Work Type




Faculty Advisor

Holly Roberts, PT, DPT, GCS, NCS


Title: Utilization of Physical Therapy During Student Service Learning Project to Guatemala

Authors: Bonnie Cramer SPT, Hannah Hourie-Collins SPT, Lucas Willers SPT, Holly Roberts PT, DPT, GCS, NCS

Affiliation: School of Physical Therapy, University of Puget Sound

Purpose: The purpose of this project was to collect demographic information for a descriptive analysis of patients accessing physical therapy services in rural Guatemala over the course of a week-long international service learning project by student physical therapists. The goal of the international service learning project was to provide skilled physical therapy to resource limited communities, experience the Guatemalan culture, and develop the students’ physical therapy skills.

Methods: Data was collected over a five-day period at 4 clinical locations in the Zacapa region of Guatemala. Sites included two outpatient physical therapy clinics, one mobile clinic, and one outpatient clinic associated with a public hospital. All clinical sites were operated by the non-profit organization Hearts in Motion. Demographics were collected for each patient regarding their age, gender, diagnosis, treatment type, and facility location. Data was gathered by five physical therapy students from the University of Puget Sound who participated in the service learning project.

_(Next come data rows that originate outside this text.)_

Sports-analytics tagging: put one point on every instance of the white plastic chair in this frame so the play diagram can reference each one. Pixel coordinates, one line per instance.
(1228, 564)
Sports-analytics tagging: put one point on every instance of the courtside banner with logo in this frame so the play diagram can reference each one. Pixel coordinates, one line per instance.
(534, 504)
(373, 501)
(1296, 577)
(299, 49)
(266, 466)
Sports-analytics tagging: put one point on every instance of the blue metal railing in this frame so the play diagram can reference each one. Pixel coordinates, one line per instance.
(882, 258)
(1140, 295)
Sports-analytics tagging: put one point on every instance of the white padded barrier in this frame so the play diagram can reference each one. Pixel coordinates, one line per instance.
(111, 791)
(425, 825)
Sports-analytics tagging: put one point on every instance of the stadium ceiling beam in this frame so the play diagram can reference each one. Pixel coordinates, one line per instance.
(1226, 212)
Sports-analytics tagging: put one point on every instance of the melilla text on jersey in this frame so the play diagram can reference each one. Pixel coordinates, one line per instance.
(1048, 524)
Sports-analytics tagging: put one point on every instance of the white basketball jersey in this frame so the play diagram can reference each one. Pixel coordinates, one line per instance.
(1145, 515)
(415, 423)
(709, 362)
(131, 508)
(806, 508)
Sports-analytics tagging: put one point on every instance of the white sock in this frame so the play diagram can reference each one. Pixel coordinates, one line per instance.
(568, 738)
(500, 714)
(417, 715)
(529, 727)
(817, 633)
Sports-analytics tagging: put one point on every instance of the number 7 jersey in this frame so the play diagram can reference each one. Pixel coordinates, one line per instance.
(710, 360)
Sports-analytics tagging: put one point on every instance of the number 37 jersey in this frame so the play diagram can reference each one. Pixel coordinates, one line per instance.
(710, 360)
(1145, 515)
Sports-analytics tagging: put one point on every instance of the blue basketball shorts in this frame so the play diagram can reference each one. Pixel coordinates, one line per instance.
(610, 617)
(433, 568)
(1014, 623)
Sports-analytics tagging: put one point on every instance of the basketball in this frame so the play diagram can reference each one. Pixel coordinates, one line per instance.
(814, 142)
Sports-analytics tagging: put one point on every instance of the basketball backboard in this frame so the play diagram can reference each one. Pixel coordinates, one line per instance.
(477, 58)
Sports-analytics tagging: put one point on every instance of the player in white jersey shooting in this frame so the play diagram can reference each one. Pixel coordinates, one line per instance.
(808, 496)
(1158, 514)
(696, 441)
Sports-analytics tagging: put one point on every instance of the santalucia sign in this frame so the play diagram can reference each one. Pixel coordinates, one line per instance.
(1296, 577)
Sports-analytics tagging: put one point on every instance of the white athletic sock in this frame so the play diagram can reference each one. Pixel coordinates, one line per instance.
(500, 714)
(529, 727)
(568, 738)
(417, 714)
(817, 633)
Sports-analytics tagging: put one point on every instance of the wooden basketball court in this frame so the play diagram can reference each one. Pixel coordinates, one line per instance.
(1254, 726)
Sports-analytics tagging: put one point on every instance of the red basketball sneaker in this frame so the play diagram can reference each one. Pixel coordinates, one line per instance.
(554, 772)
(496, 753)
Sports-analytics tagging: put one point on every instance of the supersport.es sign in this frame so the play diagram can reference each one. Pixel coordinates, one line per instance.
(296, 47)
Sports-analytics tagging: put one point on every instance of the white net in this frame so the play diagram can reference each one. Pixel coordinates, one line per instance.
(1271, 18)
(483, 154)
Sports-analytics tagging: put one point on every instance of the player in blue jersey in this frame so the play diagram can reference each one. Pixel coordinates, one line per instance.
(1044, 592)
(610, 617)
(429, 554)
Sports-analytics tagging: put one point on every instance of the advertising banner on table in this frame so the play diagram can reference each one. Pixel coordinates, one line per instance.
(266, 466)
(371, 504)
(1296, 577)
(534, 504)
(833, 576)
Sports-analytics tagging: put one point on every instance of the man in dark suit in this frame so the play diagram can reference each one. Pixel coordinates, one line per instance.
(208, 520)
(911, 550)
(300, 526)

Results: A total of 97 patients (43 males, 54 females; ranging in age from 4 months to 87 years) were evaluated and/or treated for a variety of orthopedic and neurological conditions. The most frequent orthopedic condition seen was lower extremity dysfunction, predominantly knee injuries (38% of all orthopedic condition were related to the knee), followed by low back pain (20% of orthopedic conditions). A diagnosis of knee pain could be attributed to tendon, ligament, muscular or meniscal injuries as well as osteoarthritis. Cerebrovascular accidents were the most commonly treated neurological condition (67%). The majority of patients (24%) were age 55-74, with distribution being fairly even across other age ranges.

Discussion: A brief English language literature review of Guatemalan health demographics yielded limited results, therefore it is difficult to determine to what degree the patient population observed in this student learning project is representative of the larger Guatemalan population who seek healthcare services. One 2012 study surveyed 1000 subjects in rural and urban Guatemala, and showed that the most prevalent musculoskeletal diseases were 1) osteoarthritis, 2) soft tissue rheumatism, 3) rheumatoid arthritis, 4) low back pain, and 5) arthralgias of unknown etiology.1 Soft tissue rheumatism is the aggregate of clinical problems related to tendons, ligaments, fascia and bursae, often presenting as a regional problem. These results are comparable to our observations as we observed a high prevalence of osteoarthritis, orthopedic soft tissue rheumatism, and low back pain. A lack of data regarding physical therapy utilization in the United States makes comparison between the two countries difficult.


  1. Obregón-Ponce A, Iraheta I, García-Ferrer H, Mejia B, García-Kutzbach A. Prevalence of Musculoskeletal Diseases in Guatemala, Central America. JCR: Journal of Clinical Rheumatology. 2012;18(4):170-174. doi:10.1097/rhu.0b013e3182583803.